Sample size calculation over a variable enrollment window. This function will fetch a DataFrame with metrics defined in metric_list for a target population defined in the target_list over an enrollment window of length max_enrollment_days. Sample size calculation is performed using clients enrolled in the first variable_window_length dates in that max enrollment window; that window is incrementally widened by the variable window length and sample size calculation performed again, until the last enrollment date is reached.

Parameters:
  • bq_context – A mozanalysis.bq.BigQueryContext object that handles downloading data from BigQuery.

  • start_date (str or datetime in %Y-%m-%d format) – First date of enrollment for sizing job.

  • max_enrollment_days (int) – Maximum number of dates to consider for the enrollment period for the experiment in question.

  • analysis_length (int) – Number of days to record metrics for each client in the experiment in question.

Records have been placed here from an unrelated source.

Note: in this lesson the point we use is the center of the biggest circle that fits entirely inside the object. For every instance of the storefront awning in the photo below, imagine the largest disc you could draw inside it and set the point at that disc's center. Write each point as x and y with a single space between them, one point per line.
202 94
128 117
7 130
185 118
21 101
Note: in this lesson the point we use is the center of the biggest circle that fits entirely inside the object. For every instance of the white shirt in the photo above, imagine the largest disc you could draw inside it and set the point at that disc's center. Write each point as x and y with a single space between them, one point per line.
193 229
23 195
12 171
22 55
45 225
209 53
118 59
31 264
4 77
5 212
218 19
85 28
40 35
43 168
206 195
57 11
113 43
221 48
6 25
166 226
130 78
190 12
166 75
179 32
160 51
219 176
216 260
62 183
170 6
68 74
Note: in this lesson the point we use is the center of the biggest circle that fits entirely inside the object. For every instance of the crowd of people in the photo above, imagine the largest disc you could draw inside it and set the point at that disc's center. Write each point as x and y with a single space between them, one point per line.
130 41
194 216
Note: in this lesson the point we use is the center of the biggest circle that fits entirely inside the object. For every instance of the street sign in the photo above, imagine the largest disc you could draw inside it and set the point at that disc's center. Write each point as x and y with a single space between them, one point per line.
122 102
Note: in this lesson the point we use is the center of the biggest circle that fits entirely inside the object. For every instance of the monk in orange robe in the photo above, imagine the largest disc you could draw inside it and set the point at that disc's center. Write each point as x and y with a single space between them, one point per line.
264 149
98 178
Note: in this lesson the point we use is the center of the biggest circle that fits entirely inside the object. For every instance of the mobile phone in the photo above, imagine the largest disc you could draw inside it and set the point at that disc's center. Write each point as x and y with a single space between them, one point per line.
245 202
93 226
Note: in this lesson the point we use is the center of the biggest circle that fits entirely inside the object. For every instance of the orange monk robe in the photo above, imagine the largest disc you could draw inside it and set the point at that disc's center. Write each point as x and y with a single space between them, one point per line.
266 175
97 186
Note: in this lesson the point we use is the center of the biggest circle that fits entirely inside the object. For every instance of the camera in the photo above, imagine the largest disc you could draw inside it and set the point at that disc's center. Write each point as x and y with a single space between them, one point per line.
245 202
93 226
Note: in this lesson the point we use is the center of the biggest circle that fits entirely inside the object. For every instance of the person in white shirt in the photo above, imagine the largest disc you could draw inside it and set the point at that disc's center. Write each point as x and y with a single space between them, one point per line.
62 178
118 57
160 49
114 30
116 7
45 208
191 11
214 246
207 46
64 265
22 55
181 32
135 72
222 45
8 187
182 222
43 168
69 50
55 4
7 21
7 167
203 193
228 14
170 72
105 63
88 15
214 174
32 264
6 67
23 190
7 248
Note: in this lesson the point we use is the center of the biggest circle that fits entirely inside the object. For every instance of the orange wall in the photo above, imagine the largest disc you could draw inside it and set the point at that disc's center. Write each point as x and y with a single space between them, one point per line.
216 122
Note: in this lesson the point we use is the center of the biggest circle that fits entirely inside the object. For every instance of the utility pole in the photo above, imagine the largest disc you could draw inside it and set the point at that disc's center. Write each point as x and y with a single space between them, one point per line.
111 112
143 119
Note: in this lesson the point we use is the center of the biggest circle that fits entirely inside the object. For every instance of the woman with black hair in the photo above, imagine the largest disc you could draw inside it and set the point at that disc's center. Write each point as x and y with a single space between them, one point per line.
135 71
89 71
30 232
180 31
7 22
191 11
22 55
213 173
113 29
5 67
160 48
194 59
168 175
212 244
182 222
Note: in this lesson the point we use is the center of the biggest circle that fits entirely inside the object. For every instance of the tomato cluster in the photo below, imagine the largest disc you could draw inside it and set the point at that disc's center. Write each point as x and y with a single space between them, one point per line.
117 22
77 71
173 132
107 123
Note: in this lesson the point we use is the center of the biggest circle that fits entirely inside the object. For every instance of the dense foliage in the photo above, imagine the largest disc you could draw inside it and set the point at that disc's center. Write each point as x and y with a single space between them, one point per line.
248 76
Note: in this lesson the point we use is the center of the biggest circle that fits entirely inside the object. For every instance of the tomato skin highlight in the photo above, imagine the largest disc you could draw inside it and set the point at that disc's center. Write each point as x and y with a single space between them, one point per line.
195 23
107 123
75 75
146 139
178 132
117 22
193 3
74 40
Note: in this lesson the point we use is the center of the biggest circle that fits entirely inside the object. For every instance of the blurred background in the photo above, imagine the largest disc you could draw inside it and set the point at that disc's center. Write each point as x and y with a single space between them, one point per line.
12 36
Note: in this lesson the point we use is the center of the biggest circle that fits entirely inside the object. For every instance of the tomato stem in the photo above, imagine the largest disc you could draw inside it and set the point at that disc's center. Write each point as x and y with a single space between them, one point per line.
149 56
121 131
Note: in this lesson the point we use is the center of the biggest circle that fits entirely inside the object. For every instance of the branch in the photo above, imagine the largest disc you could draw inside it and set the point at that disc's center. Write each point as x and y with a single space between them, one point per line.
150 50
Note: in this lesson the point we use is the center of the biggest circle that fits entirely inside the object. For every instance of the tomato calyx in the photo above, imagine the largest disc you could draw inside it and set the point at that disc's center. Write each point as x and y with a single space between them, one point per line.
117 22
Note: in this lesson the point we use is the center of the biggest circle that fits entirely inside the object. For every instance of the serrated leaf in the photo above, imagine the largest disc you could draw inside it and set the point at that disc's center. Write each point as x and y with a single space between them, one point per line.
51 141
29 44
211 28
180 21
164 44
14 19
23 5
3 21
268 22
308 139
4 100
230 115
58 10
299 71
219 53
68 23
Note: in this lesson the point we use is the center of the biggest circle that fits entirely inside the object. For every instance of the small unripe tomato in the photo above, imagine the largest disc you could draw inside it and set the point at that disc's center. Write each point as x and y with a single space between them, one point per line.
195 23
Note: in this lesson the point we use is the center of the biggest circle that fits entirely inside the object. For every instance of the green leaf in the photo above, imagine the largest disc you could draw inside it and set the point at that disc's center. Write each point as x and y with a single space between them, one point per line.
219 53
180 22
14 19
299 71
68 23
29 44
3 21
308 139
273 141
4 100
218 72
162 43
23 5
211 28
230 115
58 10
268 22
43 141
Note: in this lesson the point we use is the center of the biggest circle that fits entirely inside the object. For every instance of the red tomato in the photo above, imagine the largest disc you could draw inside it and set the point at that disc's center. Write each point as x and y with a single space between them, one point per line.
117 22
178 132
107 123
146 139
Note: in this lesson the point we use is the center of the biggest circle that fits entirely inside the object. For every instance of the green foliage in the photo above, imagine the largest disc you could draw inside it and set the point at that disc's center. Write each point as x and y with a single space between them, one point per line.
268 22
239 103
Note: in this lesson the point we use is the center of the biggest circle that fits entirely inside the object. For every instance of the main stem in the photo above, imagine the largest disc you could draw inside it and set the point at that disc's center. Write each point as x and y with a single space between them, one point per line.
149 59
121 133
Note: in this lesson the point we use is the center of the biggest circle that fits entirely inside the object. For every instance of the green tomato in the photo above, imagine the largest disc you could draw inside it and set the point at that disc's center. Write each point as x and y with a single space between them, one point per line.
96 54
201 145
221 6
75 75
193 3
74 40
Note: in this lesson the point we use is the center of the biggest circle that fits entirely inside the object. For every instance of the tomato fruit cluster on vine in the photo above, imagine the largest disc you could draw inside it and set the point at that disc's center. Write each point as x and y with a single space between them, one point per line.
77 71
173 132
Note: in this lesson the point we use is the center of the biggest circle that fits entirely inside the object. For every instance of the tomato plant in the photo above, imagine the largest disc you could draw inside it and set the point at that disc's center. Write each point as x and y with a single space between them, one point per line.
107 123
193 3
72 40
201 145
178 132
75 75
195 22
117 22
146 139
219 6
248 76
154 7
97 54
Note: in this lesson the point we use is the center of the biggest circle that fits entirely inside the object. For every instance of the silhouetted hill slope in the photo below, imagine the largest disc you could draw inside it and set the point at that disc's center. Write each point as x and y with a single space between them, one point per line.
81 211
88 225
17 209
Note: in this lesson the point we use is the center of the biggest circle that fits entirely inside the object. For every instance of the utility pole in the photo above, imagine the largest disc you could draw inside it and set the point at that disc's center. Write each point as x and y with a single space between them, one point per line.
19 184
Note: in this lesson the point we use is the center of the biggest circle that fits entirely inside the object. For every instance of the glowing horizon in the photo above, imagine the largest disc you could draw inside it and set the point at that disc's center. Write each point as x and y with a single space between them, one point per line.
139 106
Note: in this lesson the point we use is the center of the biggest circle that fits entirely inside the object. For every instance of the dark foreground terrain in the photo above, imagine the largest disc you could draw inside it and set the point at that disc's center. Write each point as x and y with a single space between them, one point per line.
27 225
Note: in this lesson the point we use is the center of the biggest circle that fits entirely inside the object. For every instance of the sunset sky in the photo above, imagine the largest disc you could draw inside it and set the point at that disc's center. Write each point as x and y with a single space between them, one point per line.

  • metric_list (list of mozanalysis.metrics.Metric) – List of metrics used to construct the results df from HistoricalTarget. The names of these metrics are used to return results for sample size calculation for each.

  • target_list (list of mozanalysis.segments.Segment) – List of segments used to identify clients to include in the study.

  • variable_window_length (int) – Length of the intervals used to extend the enrollment period incrementally. Sample sizes are recalculated over each variable enrollment period.

  • experiment_name (str) – Optional name used to name the target and metric tables in BigQuery.

  • app_id (str) – Application that experiment will be run on.

  • **sizing_kwargs – Arguments to pass to z_or_t_ind_sample_size_calc

Returns:

A dictionary. Keys in the dictionary are the metrics column names from the DataFrame; values are the required sample size per branch to achieve the desired power for that metric.